Abstract 2581: IL-15 expressing MSCs for NK cell-mediatedcancer immunotherapy

Abstract

Abstract Mesenchymal stem cells (MSCs) offer the possibility of achieving highly selective, tumor-targeted drug delivery because of their ability to home to malignant tissues. IL-15 is currently in clinical trial either alone or as an adjuvant for certain types of metastatic solid tumors. Systemic administration of IL-15 is associated with severe toxicities including hemodynamic imbalance, lymphopenia, and other cytokine-related complications. We hypothesized that tumor targeted delivery of IL-15 using MSCs can improve efficacy and reduce toxicity associated with IL-15. MSCs were engineered to express IL-15 using a lentiviral system (pLenti-C-Myc-DDK-P2A-Puro vector; Invitrogen) tagged with C-terminal MYC/DDK tag for easy detection and purification with anti-DDK antibody.
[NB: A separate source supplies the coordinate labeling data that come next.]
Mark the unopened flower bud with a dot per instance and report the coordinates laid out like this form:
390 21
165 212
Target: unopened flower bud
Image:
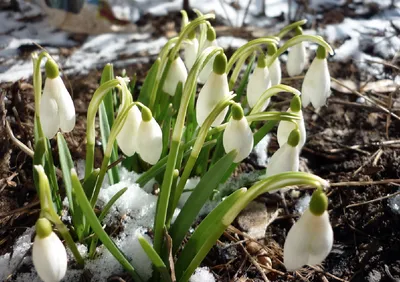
317 81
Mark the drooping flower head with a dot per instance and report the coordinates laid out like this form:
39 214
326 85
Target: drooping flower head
210 41
48 253
275 71
316 86
176 73
310 239
149 138
214 90
191 50
259 81
286 127
297 57
126 138
238 135
56 107
286 158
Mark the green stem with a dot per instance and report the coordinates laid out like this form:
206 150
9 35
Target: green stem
288 28
270 184
94 105
163 199
196 150
296 40
271 92
248 47
236 70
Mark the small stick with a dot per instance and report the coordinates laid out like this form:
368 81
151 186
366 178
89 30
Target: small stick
364 183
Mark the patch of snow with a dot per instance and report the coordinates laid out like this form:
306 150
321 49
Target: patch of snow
261 151
394 204
202 274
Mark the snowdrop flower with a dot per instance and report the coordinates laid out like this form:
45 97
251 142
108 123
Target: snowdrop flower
214 90
286 158
149 138
237 135
275 71
317 81
191 49
285 127
48 253
259 81
126 138
210 41
297 57
310 239
56 107
176 73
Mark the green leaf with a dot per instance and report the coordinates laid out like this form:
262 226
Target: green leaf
40 149
97 228
245 79
155 259
198 198
90 183
106 119
204 237
51 172
144 95
67 164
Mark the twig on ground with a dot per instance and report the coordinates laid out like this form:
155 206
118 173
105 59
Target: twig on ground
373 201
364 183
18 143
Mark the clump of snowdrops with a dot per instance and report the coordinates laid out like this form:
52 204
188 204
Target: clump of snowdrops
169 133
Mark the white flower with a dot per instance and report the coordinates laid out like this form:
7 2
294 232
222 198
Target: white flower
275 72
56 108
176 73
316 84
214 90
49 258
286 158
238 136
259 81
206 71
285 127
190 50
126 138
296 59
309 241
149 141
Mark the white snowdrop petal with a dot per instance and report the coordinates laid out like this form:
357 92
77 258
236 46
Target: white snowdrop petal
296 59
49 117
322 244
126 138
316 84
238 136
190 51
309 241
176 73
207 70
286 158
259 81
66 110
214 90
149 141
49 258
286 127
275 72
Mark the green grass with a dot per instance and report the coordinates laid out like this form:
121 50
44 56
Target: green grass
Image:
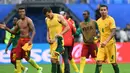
89 68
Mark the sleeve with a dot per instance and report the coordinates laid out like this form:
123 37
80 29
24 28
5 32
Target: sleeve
112 23
96 25
78 31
We achieved stable transfection of IL-15 in MSCs (5.7 ng/106 MSCs in 24 hrs; ELISA). Bioactivity of secreted IL-15 was confirmed by splenocyte proliferation assay. We then tested the anticancer activity of IL-15 secreting MSCs in a syngeneic LL/2 lung cancer model. Animals treated with IL-15 secreting MSCs demonstrated significant inhibition of tumor growth and prolonged survival compared to mice treated with IL-15 alone. It was further demonstrated that IL-15 expressing MSCs enhance tumor infiltration of various immune cells. These studies demonstrate the potential of developing novel MSC-based immunotherapy constructs with reduced toxicity. Citation Format: Drishti Sehgal, No'ad Shanas, Swayam Prabha. IL-15 expressing MSCs for NK cell-mediatedcancer immunotherapy [abstract]. In: Proceedings of the American Association for Cancer Research Annual Meeting 2022; 2022 Apr 8-13. Philadelphia (PA): AACR; Cancer Res 2022;82(12_Suppl):Abstract nr 2581.